In seven decades, the communist army could never conquer the island, which remained under the control of the Republic of China – the regime that once ruled mainland China and no longer rules today. x27; today than Taiwan.

The President of the United States also stressed that he was not there encouraging it; island to declare its formal independence. It's their decision, he said.

Joe Biden had already annoyed Beijing by saying at the end of May that the United States would intervene militarily to support Taiwan in the event of an invasion by Communist China.

He then went back , affirming its commitment to strategic ambiguity.

This deliberately vague concept, which has governed Washington's Taiwan policy for decades, consists of the United States refraining from saying whether or not it would intervene militarily to defend Taiwan in the event of an invasion, has helped to maintain a certain stability in the region so far.

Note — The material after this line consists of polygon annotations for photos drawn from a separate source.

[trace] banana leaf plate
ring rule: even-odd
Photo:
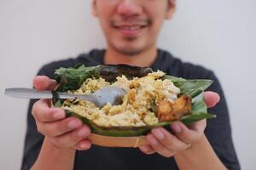
[[[128,79],[142,77],[153,72],[148,67],[137,67],[127,65],[104,65],[86,67],[84,65],[77,65],[70,68],[60,68],[55,71],[55,80],[58,82],[56,91],[65,92],[67,90],[78,89],[87,78],[102,77],[107,82],[113,82],[116,77],[125,75]],[[162,79],[171,80],[174,85],[180,88],[179,95],[189,95],[192,99],[191,114],[181,118],[181,122],[189,125],[192,122],[215,117],[215,115],[207,113],[204,101],[204,90],[212,83],[212,80],[193,79],[186,80],[181,77],[175,77],[165,75]],[[55,107],[61,107],[63,100],[53,99]],[[171,131],[170,124],[172,122],[162,122],[154,126],[143,127],[100,127],[84,116],[78,113],[66,110],[68,116],[76,116],[82,120],[91,128],[91,134],[89,137],[94,144],[106,147],[138,147],[148,144],[145,135],[154,128],[164,127]]]

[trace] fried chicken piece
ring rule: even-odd
[[[158,106],[157,116],[159,122],[179,120],[184,114],[191,112],[191,98],[183,95],[174,103],[163,100]]]

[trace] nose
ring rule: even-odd
[[[143,12],[143,8],[138,0],[121,0],[117,8],[119,14],[125,17],[139,15]]]

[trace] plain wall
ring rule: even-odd
[[[0,169],[19,169],[28,100],[4,88],[32,87],[44,64],[104,48],[88,0],[0,0]],[[256,162],[256,3],[178,0],[159,47],[213,70],[225,92],[242,169]]]

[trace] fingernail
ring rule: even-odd
[[[81,147],[82,149],[84,149],[84,150],[89,148],[89,146],[88,146],[87,144],[80,144],[80,147]]]
[[[181,132],[181,128],[178,122],[172,122],[171,124],[172,126],[172,129],[175,132],[175,133],[180,133]]]
[[[62,111],[56,111],[53,114],[55,119],[62,119],[65,117],[65,113]]]
[[[86,134],[87,132],[87,129],[85,128],[83,128],[79,131],[78,134],[79,136],[84,136],[84,134]]]
[[[68,122],[67,126],[70,128],[78,128],[81,125],[81,122],[79,120],[73,120],[71,122]]]
[[[158,144],[157,140],[153,136],[150,136],[149,138],[149,140],[152,144],[156,145]]]
[[[160,129],[153,129],[152,133],[160,140],[162,140],[165,138],[165,135]]]
[[[142,146],[143,150],[148,151],[148,149],[147,146]]]

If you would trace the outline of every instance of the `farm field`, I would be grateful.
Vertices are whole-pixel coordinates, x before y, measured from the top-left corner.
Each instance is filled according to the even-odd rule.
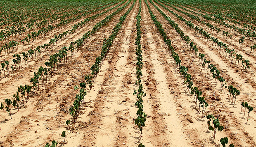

Washington also applies a one-China policy: the United States only officially recognizes #x27;one Chinese government, that of Beijing.

But, at the same time, they refrain from endorsing Beijing's position that Taiwan is an inalienable part of the one China that will one day be reunited. The United States believes that it is up to Beijing and Taipei to find a solution, but opposes any use of force to change the status quo.

“We stand by what we signed a long time ago”

—Joe Biden, President of the United States

Remarks by Mr. Biden, however, come after a significant rapprochement between the United States and Taiwan, at a time when relations between Beijing and Washington are at their lowest in decades.

On Wednesday, a bill that provides for the first direct military aid from the United States to Taiwan passed a key stage in the American Congress. A few days earlier, Washington had announced the sale for $1.1 billion of arms to Taipei.

In early August, a visit to Taiwan by the Speaker of the House representatives Nancy Pelosi had also provoked the fury of Beijing. China had then launched the most important military maneuvers in its history around the island.